Когда человек ест, концентрация инсулина в его крови быстро повышается, и глюкоза из пищи доставляется в клетки организма. У здорового человека уровень глюкозы после еды не поднимается больше чем на один-два миллимоля на литр. Инсулин вместе с кровью поступает в разные клетки организма и позволяет глюкозе проходить внутрь клетки, так как клеточная мембрана становится проницаемой для нее. Оказавшись внутри клетки, глюкоза с помощью кислорода превращается в воду, энергию и углекислоту. Но у диабетика всё не так, у него фактически нет собственного инсулина…

Картинка сменяется другой, гораздо более сложной, испещренной линиями и сносками. Я закрываю глаза. Не хочу занудных сложных объяснений. Не хочу болезни. Хочу простых ответов на свои тупые вопросы.

– Но почему? Почему возникает диабет?

– Никто толком не знает. Теорий много. Главное – наследственность, генетический сбой. У тебя в родне есть диабет? – муж окидывает меня тяжелым взглядом прокурора.

– Не-е-е…

– Вирусное заболевание может запустить диабет, прививки, например.

– Мы не делали прививок уже полтора года.

– Если мать болела определенными вирусными инфекциями во время беременности, у ребенка повышенный риск развития диабета. Если мать пила много коровьего молока во время беременности или ребенок пил много его в первый год жизни.

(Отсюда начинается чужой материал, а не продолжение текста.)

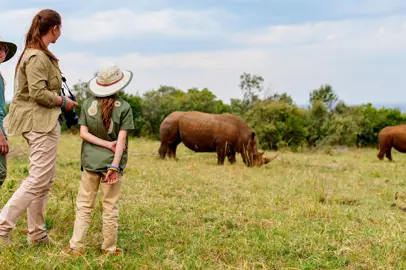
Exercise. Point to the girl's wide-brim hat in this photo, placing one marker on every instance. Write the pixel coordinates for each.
(11, 49)
(110, 79)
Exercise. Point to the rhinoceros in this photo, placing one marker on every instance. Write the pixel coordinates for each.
(225, 134)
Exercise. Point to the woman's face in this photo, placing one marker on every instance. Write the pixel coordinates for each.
(3, 53)
(56, 32)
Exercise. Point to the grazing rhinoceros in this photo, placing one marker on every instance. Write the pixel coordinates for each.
(225, 134)
(391, 136)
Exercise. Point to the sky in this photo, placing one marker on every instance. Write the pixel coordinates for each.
(358, 47)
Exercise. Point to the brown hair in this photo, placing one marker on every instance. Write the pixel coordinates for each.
(107, 105)
(41, 24)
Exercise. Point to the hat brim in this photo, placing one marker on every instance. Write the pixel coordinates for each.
(105, 91)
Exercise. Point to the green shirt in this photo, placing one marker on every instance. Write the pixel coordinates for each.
(96, 158)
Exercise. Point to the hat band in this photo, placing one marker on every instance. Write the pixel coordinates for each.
(109, 84)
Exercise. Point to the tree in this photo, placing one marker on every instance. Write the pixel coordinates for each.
(250, 86)
(284, 97)
(324, 94)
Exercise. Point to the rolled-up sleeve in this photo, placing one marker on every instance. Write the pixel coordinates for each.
(37, 76)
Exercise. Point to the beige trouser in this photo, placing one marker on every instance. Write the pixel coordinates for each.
(33, 191)
(85, 203)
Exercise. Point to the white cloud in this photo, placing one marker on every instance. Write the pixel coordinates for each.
(351, 32)
(128, 24)
(361, 58)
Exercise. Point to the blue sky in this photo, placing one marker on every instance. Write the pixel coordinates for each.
(359, 47)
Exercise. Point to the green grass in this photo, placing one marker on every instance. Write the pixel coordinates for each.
(302, 211)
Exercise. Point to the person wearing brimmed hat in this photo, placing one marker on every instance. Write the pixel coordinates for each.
(7, 51)
(104, 121)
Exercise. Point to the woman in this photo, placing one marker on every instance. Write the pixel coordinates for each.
(7, 51)
(105, 120)
(34, 113)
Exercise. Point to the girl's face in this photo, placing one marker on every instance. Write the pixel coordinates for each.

Открываю рот. Молоко мы пили. И пьем. Мы все любим выпить по стакану молока на ночь или с куском пирога. Но ведь оно полезное. Нам всегда внушали: «Пейте дети, молоко, будете здоровы».

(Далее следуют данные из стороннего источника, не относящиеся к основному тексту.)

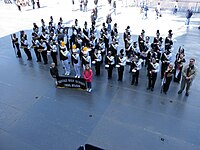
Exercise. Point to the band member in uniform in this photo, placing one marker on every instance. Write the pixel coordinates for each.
(178, 66)
(125, 36)
(168, 40)
(113, 48)
(189, 73)
(54, 52)
(128, 45)
(101, 46)
(76, 63)
(135, 68)
(97, 61)
(86, 59)
(141, 41)
(87, 74)
(153, 69)
(156, 39)
(24, 45)
(110, 61)
(167, 78)
(43, 50)
(35, 46)
(121, 62)
(166, 59)
(86, 34)
(16, 45)
(66, 61)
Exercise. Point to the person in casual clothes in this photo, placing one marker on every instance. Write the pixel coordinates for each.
(15, 43)
(167, 78)
(153, 69)
(87, 74)
(188, 75)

– А сладости? – выдавливаю я. Дочка была – нет, есть! – сладкоежка.

– Ускорить могут, стать причиной – нет. А вот употребление отцом копченой баранины во время зачатия, как было выявлено в Исландии, является фактором риска. В баранине содержатся нитрозамины, поэтому высокое содержание нитратов в воде и в пище тоже могут повлиять на развитие диабета. Чрезмерные стандарты гигиены, недостаточные контакты с инфекциями тоже могут стать фактами риска при появлении диабета, – нудным профессорским голосом продолжает читать муж.

– Но почему мы? Что мы такого сделали? – бормочу я. – Никакой лишней гигиены, баранины, наследственности…

– В США диагностируется около тринадцати тысяч новых случаев диабета у детей каждый год. В Америке больше ста двадцати пяти тысяч детей до девятнадцати лет имеют диабет, это второе по частотности хроническое заболевание.